他方、昨年の開催では、「Best RPG」をLarian Studiosの『Baldur's Gate 3』が、「Best Narrative」「Best Art Direction」をRemedy Entertainmentの『Alan Wake 2』が獲得した。どちらもフリークにとっては、“洋ゲー”に分類される作品として広く知られている。『メタファー:リファンタジオ』とは、ゲーム性や開発背景の部分で対極に位置するタイトルとも言えるだろう。
また、それぞれの賞のノミネート作品を見ていくと、国産からは、『ファイナルファンタジーXVI』や『スーパーマリオブラザーズ ワンダー』『ゼルダの伝説 ティアーズ オブ ザ キングダム』『Hi-Fi Rush』が、JRPGのジャンルからは、(上述の『ファイナルファンタジーXVI』にくわえ)『Sea of Stars』がラインアップされている。もちろん対象となる年ごとに多少の振り幅が出ることは前提だが、今年の各賞を(本稿で扱う『メタファー:リファンタジオ』のほか、)『アストロボット』や『ELDEN RING SHADOW OF THE ERDTREE』『ドラゴンズドグマ2』『ファイナルファンタジーVII リバース』『龍が如く8』『SILENT HILL 2』といった、「国産」さらには「JRPG」に分類される作品たちが賑わせたことを考えると、その対照性が浮き彫りとなってくる。

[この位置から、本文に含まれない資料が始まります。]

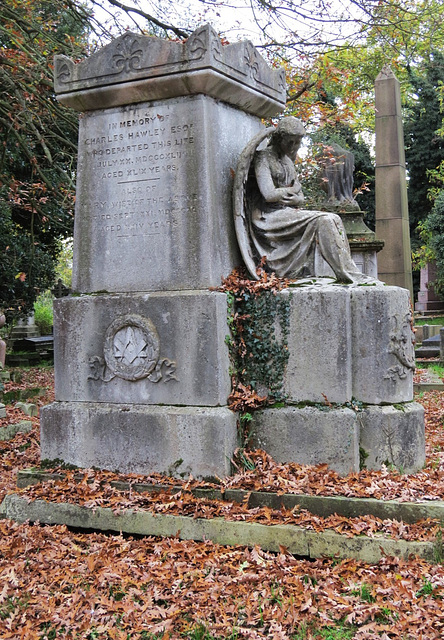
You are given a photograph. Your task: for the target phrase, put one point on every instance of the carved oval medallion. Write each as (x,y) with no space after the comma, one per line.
(131,347)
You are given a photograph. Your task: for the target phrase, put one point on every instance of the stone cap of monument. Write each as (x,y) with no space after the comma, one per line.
(137,68)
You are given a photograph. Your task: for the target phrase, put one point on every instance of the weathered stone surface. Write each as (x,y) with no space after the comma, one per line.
(393,435)
(11,430)
(153,206)
(382,345)
(28,408)
(319,344)
(158,348)
(134,68)
(296,540)
(309,435)
(135,438)
(324,506)
(392,217)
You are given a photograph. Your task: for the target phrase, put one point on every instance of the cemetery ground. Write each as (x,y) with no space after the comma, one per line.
(57,582)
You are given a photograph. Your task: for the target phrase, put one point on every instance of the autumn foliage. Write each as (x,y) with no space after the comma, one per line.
(57,583)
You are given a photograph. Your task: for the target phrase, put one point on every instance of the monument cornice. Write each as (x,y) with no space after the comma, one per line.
(146,68)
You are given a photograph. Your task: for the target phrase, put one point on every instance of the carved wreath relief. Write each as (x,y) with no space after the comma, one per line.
(402,347)
(131,351)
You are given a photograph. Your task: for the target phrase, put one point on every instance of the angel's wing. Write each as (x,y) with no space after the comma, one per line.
(240,209)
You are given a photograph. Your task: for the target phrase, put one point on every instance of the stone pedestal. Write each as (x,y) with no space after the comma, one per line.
(348,382)
(141,364)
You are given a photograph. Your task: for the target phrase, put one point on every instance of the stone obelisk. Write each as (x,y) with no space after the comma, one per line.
(392,218)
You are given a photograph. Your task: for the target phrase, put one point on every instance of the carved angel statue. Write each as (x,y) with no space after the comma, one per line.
(270,219)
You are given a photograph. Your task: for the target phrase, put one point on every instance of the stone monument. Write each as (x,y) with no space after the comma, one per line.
(428,300)
(141,365)
(392,216)
(141,362)
(336,179)
(2,342)
(348,382)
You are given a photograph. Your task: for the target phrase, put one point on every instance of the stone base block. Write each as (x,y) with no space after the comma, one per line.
(319,344)
(348,341)
(393,435)
(382,345)
(163,348)
(140,439)
(309,435)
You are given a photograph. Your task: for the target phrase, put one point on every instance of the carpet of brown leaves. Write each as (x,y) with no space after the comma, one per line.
(55,583)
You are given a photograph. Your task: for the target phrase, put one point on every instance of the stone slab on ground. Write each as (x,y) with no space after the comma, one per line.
(134,438)
(296,540)
(9,432)
(324,506)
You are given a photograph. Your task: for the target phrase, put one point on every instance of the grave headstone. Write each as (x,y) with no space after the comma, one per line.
(392,219)
(141,365)
(428,300)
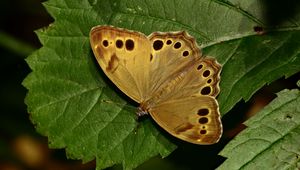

私は先月末に掲載された記事のなかで、『The Game Awards 2024』のノミネート作品において、国産タイトルが躍進している状況に言及した。各部門の受賞作品が決まり、あらためて思うのは、そうしたムーブメントをJRPGに集まる再評価が後押ししているのではないかということだ。ご存知のとおり、ゲーム市場では、往年の名作をリメイクやリマスターといった形で復刻する動きが広がっている。そのようなトレンドを背景に、ここ最近では、歴史に埋もれていたシリーズが再始動するケースも増えてきた。『The Game Awards 2024』開催のタイミングで発表された『大神』の続編プロジェクトは、その最たる例と言えるのではないか。同作もまた、根本的なジャンルの違いはあれど、JRPGからの文脈を色濃く受け継いだ往年の名作であると言える。こうしたタイトルを中心に、2025年以降のゲーム業界では、さらにJRPGを再評価する機運が高まっていく可能性もある。
『メタファー:リファンタジオ』の戴冠が示唆する、ゲーム業界の少し先の未来。JRPGへの大回帰は現実のものとなるだろうか。今後の動向に注目したい。